In this year’s GCW Maekok River Village Course, we went to northern Thailand, 50km north of the city center. The place we stayed in was called Maekok River Village Resort located adjacent to the Maekok River. The resort had an outdoor education center which we stayed in, and the majority of the time we spent there, was spent on two community projects. The first one was to teach English at a local school called Maesalak and the second community project was to help finish an outdoor meeting center that last year’s GCW trip started. The rest of the time that was left, the MRVR project managers organized a range of different activities for us to do, and the resort itself, has forms of entertainment itself.

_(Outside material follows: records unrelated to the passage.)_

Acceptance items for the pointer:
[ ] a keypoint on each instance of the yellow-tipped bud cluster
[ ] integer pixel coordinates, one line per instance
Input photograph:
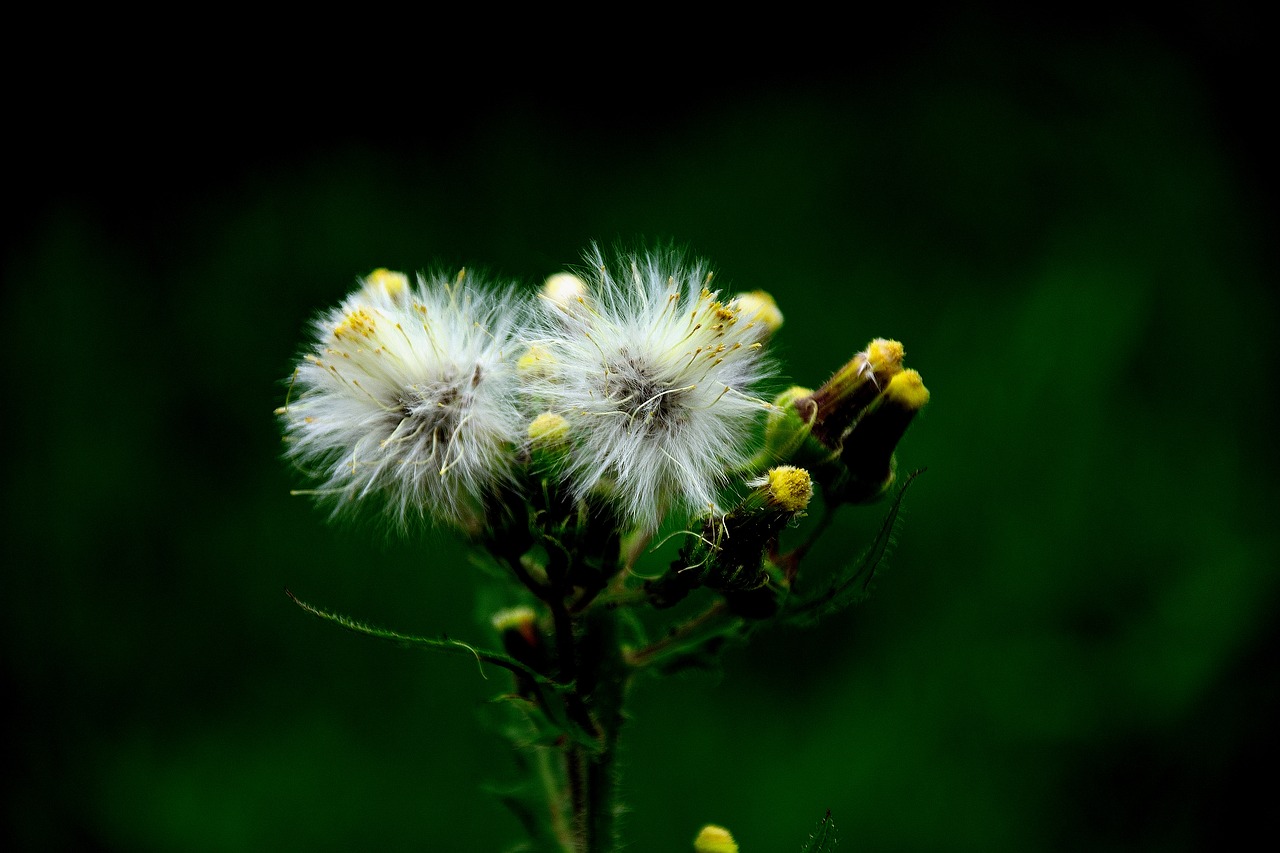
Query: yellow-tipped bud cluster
(846, 430)
(842, 398)
(714, 839)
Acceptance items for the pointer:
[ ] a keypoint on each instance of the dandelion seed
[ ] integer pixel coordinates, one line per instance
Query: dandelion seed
(407, 395)
(656, 375)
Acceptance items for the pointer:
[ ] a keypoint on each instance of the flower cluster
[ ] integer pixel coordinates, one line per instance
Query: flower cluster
(560, 430)
(429, 396)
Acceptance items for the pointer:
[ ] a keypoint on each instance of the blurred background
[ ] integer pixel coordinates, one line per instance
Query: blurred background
(1070, 228)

Since this course was a community service course, a lot of time was spent teaching and building. Each of these was very different from each other, yet unique because it was different from what I experienced before. First, building the outdoor meeting center taught me an important thing: that manual labor is hard work and machines should never be taken for granted. While we were moving wooden planks, cement, sand or rubble, working together also became very important. In many situations in the building site, making a line was always quicker at getting a job done. Finishing the project on the last day and seeing the students at the school use it is also an amazing sight, to know that we helped build a facility that the school needed. In the second community project, I learned a lot from teaching English to elementary students. First of all, it was the first time I played the role of the teacher in teaching a class, so it was a new experience. I learned that teaching is not as simple as what I see as a student. Lessons are carefully planned, and planning takes time, the teacher must know the students well, and create proper lesson plans for it to become successful. Although the local students at the school know very little English, with some help from a Thai speaker, everyone is able to get involved in some fun games. I learned that teaching is not easy, and when the goal is to let the students understand the contents of what is being taught, planning a proper lesson sometimes take more time than the lesson itself. Timing is also hard to pay attention to and to plan a lesson length right, requires a lot of experience since we always found our lesson too short or too long.

This trip filled many of my expectations in terms of what the school I will be teaching be like, and the type of building we are constructing. Although new, many past pictures and similar activities were close to the two community projects we did. However, something different from what I expected was the extra activities that we did outside of the community projects. These activities were never mentioned to us until we arrived so it was surprising. The activities include hiking, rafting and a range of games. The resort was also a little surprising, although it was a little unrealistic to expect a hotel-type service, the dorms/rooms we slept in were relatively clean and the food was good.

Overall, I felt that the most challenging part of this course is getting used to the students and the teaching environment the first couple days, after that, teaching the students become a fun interactive experience. The most rewarding part of the trip was completing the meeting center for the school, painting it and seeing it being used for the first time. It was an expressive seen when performances were performed by them and by us inside the meeting center on the last day of our stay.